I am working on parsing Matlab structured arrays in Python. For simplicity, the data structure ultimately consists of 3 fields, say header, body, trailer. Creating some data in Matlab for example:
header_data = {100, 100, 100};
body_data = {1234, 100, 4321};
trailer_data = {1001, 1001, 1001};
data = struct('header', header_data, 'body', body_data, 'trailer', trailer_data);
yields a 1x3 struct array.
This data is then read in Python as follows:
import scipy.io as sio
import numpy as np
matlab_data = sio.loadmat('data.mat', squeeze_me=True)
data = matlab['data']
This makes data a 1-dimensional numpy.ndarray of size 3 with dtype=dtype([('header', 'O'), ('body', 'O'), ('trailer', 'O')]), which I can happily iterate through using numpy.nditer and extract and parse the data from each struct.
The problem I'm trying to overcome is that unfortunately (and out of my control) in some of the files I need to parse, the above defined struct arrays are themselves a member of another struct array with a field msg. Continuing with my example in Matlab:
messages = struct('msg', {data(1), data(2), data(3)});
When this is loaded with scipy.loadmat in Python, it results in a 1-dimensional numpy.ndarray of size 3 with dtype=dtype([('msg', 'O')]). In order to reuse the same function for parsing the data fields, I'd need to have logic to detect the msg field, if it exists, and then extract each numpy.void from there before calling the function to parse the individual header, body and trailer fields.
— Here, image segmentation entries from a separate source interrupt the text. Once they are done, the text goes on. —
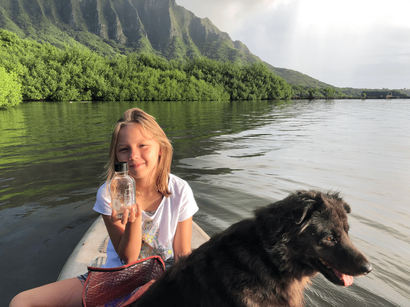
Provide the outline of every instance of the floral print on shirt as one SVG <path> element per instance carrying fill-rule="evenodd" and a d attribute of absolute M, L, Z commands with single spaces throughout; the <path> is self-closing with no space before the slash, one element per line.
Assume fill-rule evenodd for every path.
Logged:
<path fill-rule="evenodd" d="M 152 220 L 149 218 L 146 220 L 142 224 L 142 242 L 138 259 L 155 255 L 160 256 L 164 261 L 170 258 L 173 258 L 171 240 L 168 240 L 165 247 L 162 247 L 158 242 L 159 236 L 158 223 L 154 225 Z"/>

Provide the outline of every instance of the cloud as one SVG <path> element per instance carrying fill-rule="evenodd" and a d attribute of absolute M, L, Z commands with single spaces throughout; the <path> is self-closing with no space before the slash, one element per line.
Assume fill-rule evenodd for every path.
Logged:
<path fill-rule="evenodd" d="M 339 87 L 410 86 L 410 1 L 177 3 L 274 66 Z"/>

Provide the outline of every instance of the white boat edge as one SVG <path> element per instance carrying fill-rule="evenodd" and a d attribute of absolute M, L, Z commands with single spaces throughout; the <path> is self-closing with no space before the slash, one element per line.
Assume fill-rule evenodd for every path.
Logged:
<path fill-rule="evenodd" d="M 64 265 L 57 279 L 57 281 L 84 274 L 87 272 L 87 267 L 95 264 L 97 258 L 104 259 L 107 257 L 107 254 L 101 252 L 100 250 L 105 250 L 104 245 L 105 243 L 106 245 L 106 240 L 108 237 L 107 228 L 102 216 L 100 216 L 88 229 L 74 249 Z M 209 239 L 209 236 L 193 221 L 191 249 L 197 248 Z M 103 248 L 101 249 L 101 247 Z"/>

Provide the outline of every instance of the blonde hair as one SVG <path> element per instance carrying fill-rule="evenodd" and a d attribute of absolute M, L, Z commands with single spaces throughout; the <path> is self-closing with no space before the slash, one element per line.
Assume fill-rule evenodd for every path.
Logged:
<path fill-rule="evenodd" d="M 107 164 L 107 183 L 109 184 L 114 177 L 114 164 L 118 162 L 115 148 L 118 134 L 122 127 L 131 124 L 138 124 L 146 133 L 152 136 L 159 144 L 161 156 L 158 157 L 155 179 L 155 189 L 160 194 L 168 197 L 171 192 L 168 189 L 168 178 L 171 172 L 171 162 L 172 159 L 172 146 L 163 130 L 159 126 L 155 119 L 138 108 L 130 109 L 122 114 L 114 128 L 110 145 L 108 163 Z"/>

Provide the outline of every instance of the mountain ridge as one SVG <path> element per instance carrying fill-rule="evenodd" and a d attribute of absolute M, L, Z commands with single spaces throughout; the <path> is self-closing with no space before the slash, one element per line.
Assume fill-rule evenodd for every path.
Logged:
<path fill-rule="evenodd" d="M 169 60 L 203 56 L 242 64 L 262 62 L 295 90 L 335 87 L 262 61 L 175 0 L 0 0 L 0 27 L 22 38 L 60 48 L 77 45 L 110 57 L 137 52 Z"/>

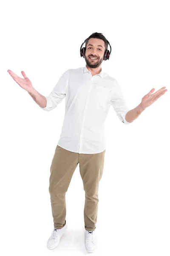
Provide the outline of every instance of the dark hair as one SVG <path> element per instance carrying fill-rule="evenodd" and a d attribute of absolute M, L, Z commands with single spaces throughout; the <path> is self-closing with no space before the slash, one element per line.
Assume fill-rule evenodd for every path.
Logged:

In Matlab, this is easily overcome because the original 1x3 struct array with three fields can be extracted from the 1x3 struct array with the single msg field by doing: [messages.msg], which yields a 1x3 struct array with the header, body and trailer fields. If I try to translate this to numpy, the following command gives me a view of the original numpy.ndarray, which is not a structure (dtype=dtype('O')).
I'm trying to figure out if there an analogous way with numpy to recover the struct array with three fields from the one with the single msg field, as I can do in Matlab, or if I truly need to iterate over each value and manually extract it from the msg field before using a common parsing function. Again, the format of the Matlab input files is out of my control and I cannot change them; and my example here is only trivial compared to the number of nested fields I need to extract from the Matlab data.